The microscopic parasite that causes African sleeping sickness has not had sex in more than 10,000 years, a study has found.
Its lack of libido was discovered by an analysis of the parasite’s genome which shows that every sleeping sickness parasite that has ever infected humans for the past several thousand years are all descended by asexual cloning from one individual.
Researchers believe the inability of the sleeping sickness parasite, Trypanosoma brucei gambiense, to engage in sexual reproduction should eventually lead to its evolutionary demise – although probably not for several thousand years to come.
The parasite kills more than 6,000 people a year in sub-Saharan Africa where it is transmitted from one person to another via the bite of the tsetse fly. It is thought it originally lived in wild animals but was transmitted into humans when they first began livestock farming about 10,000 years ago.

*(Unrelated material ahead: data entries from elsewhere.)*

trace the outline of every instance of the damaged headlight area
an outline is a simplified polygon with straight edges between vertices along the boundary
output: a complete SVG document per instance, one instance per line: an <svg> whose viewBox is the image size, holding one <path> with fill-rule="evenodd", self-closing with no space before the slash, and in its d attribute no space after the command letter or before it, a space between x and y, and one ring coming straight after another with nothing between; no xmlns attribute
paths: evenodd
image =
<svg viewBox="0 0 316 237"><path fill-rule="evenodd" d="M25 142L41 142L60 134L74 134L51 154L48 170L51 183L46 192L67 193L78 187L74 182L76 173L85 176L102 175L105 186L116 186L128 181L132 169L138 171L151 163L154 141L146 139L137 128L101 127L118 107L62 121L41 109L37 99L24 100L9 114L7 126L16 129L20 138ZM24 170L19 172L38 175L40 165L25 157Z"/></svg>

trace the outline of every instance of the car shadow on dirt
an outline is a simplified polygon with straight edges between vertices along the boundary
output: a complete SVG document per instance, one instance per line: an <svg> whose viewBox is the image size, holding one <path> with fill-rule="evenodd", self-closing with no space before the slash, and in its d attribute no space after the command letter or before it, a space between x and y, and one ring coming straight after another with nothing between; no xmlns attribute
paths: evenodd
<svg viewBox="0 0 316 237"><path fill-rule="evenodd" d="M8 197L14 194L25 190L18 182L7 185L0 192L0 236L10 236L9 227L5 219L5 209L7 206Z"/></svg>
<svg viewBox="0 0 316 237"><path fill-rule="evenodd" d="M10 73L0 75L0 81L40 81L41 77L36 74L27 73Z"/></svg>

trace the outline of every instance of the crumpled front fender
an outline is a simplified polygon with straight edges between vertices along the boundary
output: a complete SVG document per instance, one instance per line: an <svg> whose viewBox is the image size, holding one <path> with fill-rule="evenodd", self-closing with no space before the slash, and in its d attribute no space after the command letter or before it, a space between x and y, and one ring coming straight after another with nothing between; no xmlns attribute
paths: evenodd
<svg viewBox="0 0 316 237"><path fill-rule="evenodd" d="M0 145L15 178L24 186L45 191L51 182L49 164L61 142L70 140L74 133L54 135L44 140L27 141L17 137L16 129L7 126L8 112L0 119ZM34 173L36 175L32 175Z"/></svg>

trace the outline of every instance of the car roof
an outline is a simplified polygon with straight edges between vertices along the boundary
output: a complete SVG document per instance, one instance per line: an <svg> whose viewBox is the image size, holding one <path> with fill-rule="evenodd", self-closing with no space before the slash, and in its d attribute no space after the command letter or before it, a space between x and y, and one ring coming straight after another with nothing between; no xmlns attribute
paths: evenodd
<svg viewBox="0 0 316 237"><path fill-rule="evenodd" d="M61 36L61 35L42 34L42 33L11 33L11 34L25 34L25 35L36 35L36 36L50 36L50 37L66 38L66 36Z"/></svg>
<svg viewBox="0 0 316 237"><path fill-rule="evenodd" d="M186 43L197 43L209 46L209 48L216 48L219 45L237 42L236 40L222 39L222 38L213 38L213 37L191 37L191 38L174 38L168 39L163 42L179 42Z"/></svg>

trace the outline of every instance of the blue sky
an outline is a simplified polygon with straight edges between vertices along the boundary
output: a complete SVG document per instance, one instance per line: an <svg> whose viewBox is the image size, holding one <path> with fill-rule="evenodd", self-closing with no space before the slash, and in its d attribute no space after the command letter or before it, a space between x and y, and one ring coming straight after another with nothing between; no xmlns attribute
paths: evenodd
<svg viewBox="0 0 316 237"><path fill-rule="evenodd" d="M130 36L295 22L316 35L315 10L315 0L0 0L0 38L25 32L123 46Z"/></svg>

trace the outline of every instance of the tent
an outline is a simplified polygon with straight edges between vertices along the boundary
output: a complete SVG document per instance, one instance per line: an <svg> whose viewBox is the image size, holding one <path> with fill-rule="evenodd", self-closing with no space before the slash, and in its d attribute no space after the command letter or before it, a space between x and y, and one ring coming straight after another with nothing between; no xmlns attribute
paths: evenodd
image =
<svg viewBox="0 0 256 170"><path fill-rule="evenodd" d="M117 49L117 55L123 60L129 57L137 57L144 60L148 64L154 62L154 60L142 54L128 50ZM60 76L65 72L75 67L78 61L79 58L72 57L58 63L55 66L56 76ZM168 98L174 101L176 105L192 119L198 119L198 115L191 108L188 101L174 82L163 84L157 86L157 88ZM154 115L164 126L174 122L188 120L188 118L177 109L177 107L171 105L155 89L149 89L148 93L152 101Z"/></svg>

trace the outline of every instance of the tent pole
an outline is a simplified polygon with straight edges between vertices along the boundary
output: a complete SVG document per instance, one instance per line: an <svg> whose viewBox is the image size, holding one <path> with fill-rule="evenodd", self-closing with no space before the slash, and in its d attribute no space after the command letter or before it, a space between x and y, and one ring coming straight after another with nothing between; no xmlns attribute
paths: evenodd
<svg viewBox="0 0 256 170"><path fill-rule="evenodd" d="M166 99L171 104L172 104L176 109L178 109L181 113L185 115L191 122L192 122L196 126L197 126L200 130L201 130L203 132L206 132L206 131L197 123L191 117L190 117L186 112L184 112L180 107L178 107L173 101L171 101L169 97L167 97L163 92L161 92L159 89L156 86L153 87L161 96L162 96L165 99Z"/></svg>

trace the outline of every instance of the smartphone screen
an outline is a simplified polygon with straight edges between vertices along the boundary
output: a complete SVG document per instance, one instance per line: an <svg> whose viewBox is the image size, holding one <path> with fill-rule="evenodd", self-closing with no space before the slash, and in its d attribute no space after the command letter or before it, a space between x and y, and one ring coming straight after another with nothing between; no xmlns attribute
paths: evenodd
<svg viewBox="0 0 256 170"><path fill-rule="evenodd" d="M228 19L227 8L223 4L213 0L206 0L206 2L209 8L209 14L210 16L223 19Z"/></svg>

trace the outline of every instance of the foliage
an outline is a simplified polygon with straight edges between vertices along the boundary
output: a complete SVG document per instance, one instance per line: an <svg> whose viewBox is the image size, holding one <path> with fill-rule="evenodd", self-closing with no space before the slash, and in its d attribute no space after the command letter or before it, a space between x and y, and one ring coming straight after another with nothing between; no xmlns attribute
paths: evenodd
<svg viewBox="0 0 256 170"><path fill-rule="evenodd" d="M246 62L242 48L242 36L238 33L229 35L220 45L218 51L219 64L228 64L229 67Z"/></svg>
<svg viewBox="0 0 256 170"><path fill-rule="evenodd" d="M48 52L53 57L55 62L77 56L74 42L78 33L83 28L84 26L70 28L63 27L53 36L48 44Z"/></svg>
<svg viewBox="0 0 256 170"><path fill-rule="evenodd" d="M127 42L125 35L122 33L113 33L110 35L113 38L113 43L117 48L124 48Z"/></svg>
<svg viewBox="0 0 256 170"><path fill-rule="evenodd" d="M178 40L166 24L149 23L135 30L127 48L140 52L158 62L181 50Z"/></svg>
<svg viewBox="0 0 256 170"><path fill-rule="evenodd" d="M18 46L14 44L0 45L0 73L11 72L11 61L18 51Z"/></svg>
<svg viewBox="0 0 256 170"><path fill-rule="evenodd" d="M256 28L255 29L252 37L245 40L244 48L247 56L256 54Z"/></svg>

Researchers from Glasgow University’s Wellcome Trust Centre for Molecular Pathology found that the slight variations in its genome indicate that the species is entirely made up of asexual clones descended from a single ancestor without any of the gene mixing caused by sexual reproduction.
“We’ve discovered that the parasite causing African sleeping sickness has existed for thousands of years without having sex and is now suffering the consequences of this strategy,” said Willie Weir, the study’s lead author.
“An organism’s genetic blueprint is encoded in DNA packaged within structures called chromosomes. Most organisms have two copies of each chromosome and, through sexual reproduction, the DNA within the chromosomes can recombine randomly, in effect shuffling the deck of DNA cards,” Dr Weir said.
“This process generates genetic diversity and, through natural selection, undesirable combinations and mutations are eliminated from the population, promoting long-term survival of the species.
“However, some organisms appear not to have sex at all. Evolutionary theory predicts that they should face extinction in the long-term and that a lack of sexual recombination should leave a characteristic genetic ‘signature’ in their DNA. While being theoretically predicted for almost 20 years, evidence for this signature has been elusive,” he said.
Because it has not engaged in any sex, the chromosomes of the single-celled parasite have accumulated the tell-tale mutations of a species that has survived by cloning itself over and over again, said Annette MacLeod, a senior author of the study published in the on-line journal eLife.
“Essentially, the parasite compensates for its lack of sex by overwriting mutations through ‘copying and pasting’ DNA from one chromosome to another. However, our study suggests that this can only go some way to compensating for a lack of sex,” Dr MacLeod said.
“Theoretically, this parasite species cannot survive indefinitely without sex and the predicted consequence of this is that it will become extinct in the long-term,” she said.